中国の歴史でまず思い浮かぶのは、2000年にわたる代々の王朝と皇帝であろう。漢文や唐物など、中国を表すおなじみの「漢」「唐」という言葉は王朝の名前であり、中国史上の著名な英雄は秦の始皇帝や三国志の曹操・劉備はじめ、その多くは皇帝となった人物たちにほかならない。
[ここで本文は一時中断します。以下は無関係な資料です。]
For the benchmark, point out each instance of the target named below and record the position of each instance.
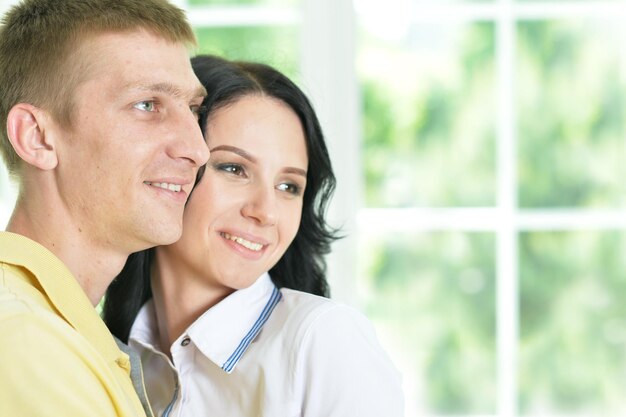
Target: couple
(101, 114)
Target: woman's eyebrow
(234, 149)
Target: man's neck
(94, 266)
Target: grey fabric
(136, 375)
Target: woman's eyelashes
(237, 170)
(290, 188)
(230, 168)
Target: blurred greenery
(276, 45)
(572, 114)
(428, 116)
(432, 299)
(573, 323)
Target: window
(479, 147)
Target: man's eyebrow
(172, 90)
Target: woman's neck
(180, 298)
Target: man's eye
(149, 106)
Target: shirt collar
(226, 330)
(63, 291)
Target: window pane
(431, 298)
(573, 323)
(572, 114)
(428, 113)
(276, 45)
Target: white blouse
(268, 352)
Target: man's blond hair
(38, 39)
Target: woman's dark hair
(302, 267)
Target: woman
(218, 334)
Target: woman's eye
(197, 110)
(231, 169)
(290, 188)
(148, 105)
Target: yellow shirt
(57, 358)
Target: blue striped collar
(225, 332)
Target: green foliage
(428, 118)
(434, 295)
(573, 322)
(274, 45)
(571, 114)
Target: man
(98, 111)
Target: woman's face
(246, 210)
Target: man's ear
(26, 129)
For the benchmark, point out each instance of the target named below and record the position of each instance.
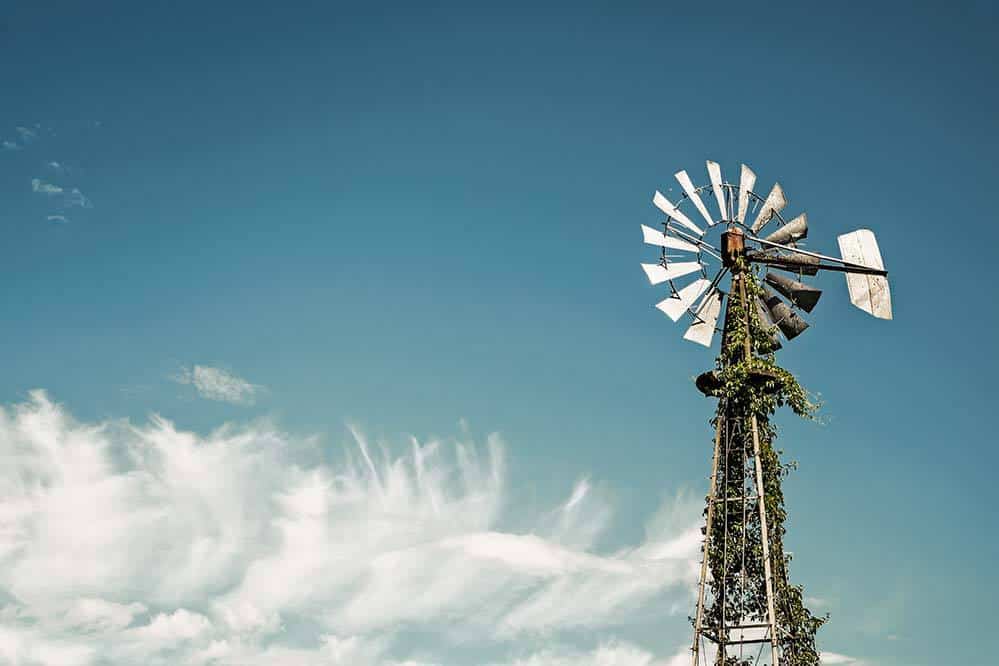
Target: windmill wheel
(691, 261)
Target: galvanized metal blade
(746, 181)
(666, 206)
(870, 293)
(791, 232)
(658, 274)
(774, 203)
(790, 324)
(802, 295)
(676, 305)
(768, 322)
(714, 173)
(703, 328)
(691, 192)
(656, 237)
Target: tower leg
(761, 494)
(704, 542)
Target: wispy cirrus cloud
(218, 384)
(40, 186)
(124, 544)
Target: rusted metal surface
(733, 246)
(793, 231)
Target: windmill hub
(733, 246)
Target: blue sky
(413, 218)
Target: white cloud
(218, 384)
(27, 134)
(123, 544)
(76, 199)
(41, 187)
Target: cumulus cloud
(218, 384)
(124, 544)
(27, 134)
(41, 187)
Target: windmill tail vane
(747, 612)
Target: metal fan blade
(746, 181)
(802, 295)
(768, 322)
(793, 231)
(774, 203)
(676, 305)
(790, 324)
(870, 293)
(656, 237)
(691, 191)
(714, 173)
(658, 274)
(703, 328)
(666, 206)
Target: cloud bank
(146, 544)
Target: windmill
(745, 601)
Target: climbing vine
(753, 385)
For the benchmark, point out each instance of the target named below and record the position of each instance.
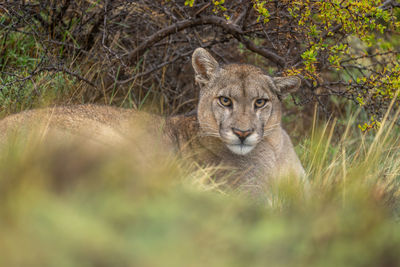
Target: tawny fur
(207, 136)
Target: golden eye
(259, 103)
(225, 101)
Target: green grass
(70, 204)
(67, 204)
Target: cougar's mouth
(240, 149)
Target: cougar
(237, 124)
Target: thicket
(131, 52)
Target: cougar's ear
(204, 65)
(286, 85)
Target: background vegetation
(72, 205)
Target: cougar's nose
(242, 134)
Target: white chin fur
(240, 149)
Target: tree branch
(232, 29)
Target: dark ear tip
(199, 52)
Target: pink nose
(241, 134)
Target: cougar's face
(238, 104)
(241, 106)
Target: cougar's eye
(259, 103)
(225, 101)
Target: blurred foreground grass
(69, 204)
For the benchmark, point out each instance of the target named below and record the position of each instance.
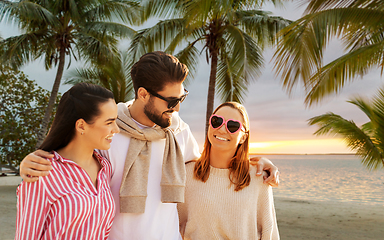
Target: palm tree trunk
(52, 99)
(211, 89)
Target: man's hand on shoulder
(264, 164)
(34, 165)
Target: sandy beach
(297, 219)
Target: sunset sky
(278, 120)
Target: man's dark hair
(154, 70)
(82, 101)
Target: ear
(243, 138)
(143, 95)
(80, 126)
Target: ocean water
(340, 178)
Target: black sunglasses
(171, 102)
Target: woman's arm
(32, 209)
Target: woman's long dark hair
(82, 101)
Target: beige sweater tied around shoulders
(133, 188)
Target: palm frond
(26, 12)
(260, 25)
(300, 52)
(161, 9)
(189, 56)
(126, 11)
(354, 137)
(95, 44)
(19, 50)
(110, 29)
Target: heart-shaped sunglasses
(233, 126)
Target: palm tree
(299, 55)
(114, 75)
(56, 29)
(233, 34)
(367, 140)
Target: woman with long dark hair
(224, 199)
(74, 201)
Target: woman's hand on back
(264, 164)
(35, 165)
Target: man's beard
(156, 117)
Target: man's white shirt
(160, 220)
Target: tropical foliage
(114, 75)
(232, 34)
(22, 103)
(368, 139)
(300, 53)
(56, 29)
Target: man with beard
(148, 154)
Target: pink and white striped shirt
(66, 204)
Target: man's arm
(34, 165)
(264, 164)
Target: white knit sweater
(213, 210)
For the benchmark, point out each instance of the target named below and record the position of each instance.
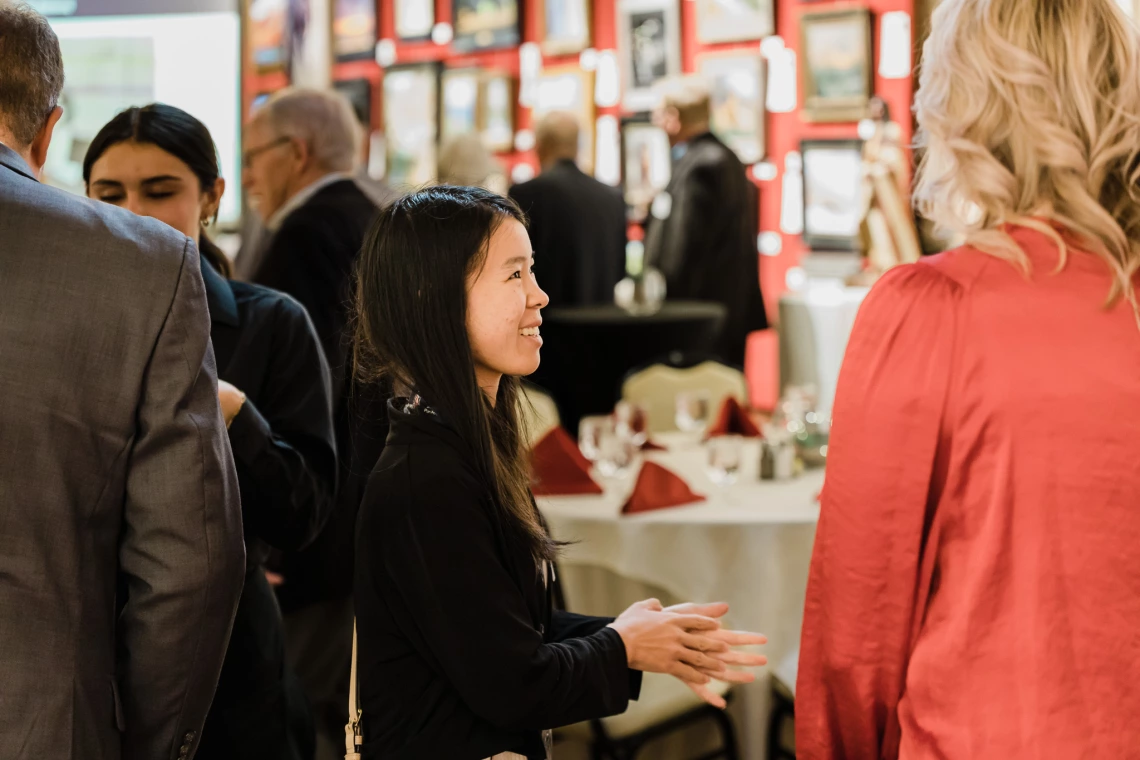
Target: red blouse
(975, 587)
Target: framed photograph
(485, 24)
(649, 41)
(738, 84)
(497, 99)
(461, 103)
(353, 30)
(646, 163)
(837, 71)
(569, 88)
(566, 26)
(412, 123)
(733, 21)
(359, 94)
(832, 194)
(268, 29)
(414, 19)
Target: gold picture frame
(837, 65)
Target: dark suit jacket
(461, 654)
(117, 491)
(312, 258)
(285, 452)
(706, 245)
(578, 229)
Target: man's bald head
(556, 138)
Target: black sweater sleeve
(472, 617)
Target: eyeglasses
(253, 153)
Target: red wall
(784, 131)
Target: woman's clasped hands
(687, 642)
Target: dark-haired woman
(461, 656)
(274, 389)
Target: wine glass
(724, 459)
(692, 410)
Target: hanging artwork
(733, 21)
(649, 38)
(485, 24)
(570, 89)
(353, 29)
(836, 70)
(566, 26)
(414, 19)
(738, 86)
(410, 123)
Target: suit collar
(13, 161)
(219, 297)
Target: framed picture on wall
(359, 94)
(268, 29)
(566, 26)
(837, 66)
(733, 21)
(412, 123)
(649, 40)
(414, 19)
(570, 89)
(353, 29)
(461, 103)
(485, 24)
(738, 86)
(832, 194)
(646, 163)
(497, 99)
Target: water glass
(724, 459)
(692, 410)
(633, 422)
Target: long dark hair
(412, 328)
(178, 133)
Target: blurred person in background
(577, 223)
(461, 654)
(121, 555)
(274, 387)
(972, 594)
(702, 228)
(301, 149)
(465, 161)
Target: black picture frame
(832, 187)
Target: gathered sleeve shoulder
(865, 589)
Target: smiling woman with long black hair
(461, 656)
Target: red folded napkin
(733, 421)
(657, 488)
(559, 468)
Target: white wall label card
(895, 45)
(782, 83)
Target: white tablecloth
(748, 545)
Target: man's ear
(38, 152)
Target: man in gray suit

西方でもたとえばローマの歴史は、カエサル、アウグストゥス、ネロ、五賢帝、コンスタンティヌス、テオドシウスなどは皇帝の事蹟ストーリーで描くことができる。中国の歴史もそれと同じ。王朝・皇帝の系譜をたどれば、大づかみな筋道がわかる。そもそも当時の史書も、そのようにでき上がった。代表的な正史あるいは二十四史とは、皇帝をトップとする王朝政権の履歴書である。皇帝の君臨・王朝の統治こそ、中国の歴史そのものに等しかった。
歴史をつづるデータからそうなっているわけで、現代でも使う「唐代」「漢の武帝」とかいう用語・呼称も、そこに由来している。こうした観念は、中国の土地・人々ばかりでなく、われわれ異邦人の頭脳・意識にまでしみ付いたものだといってもよい。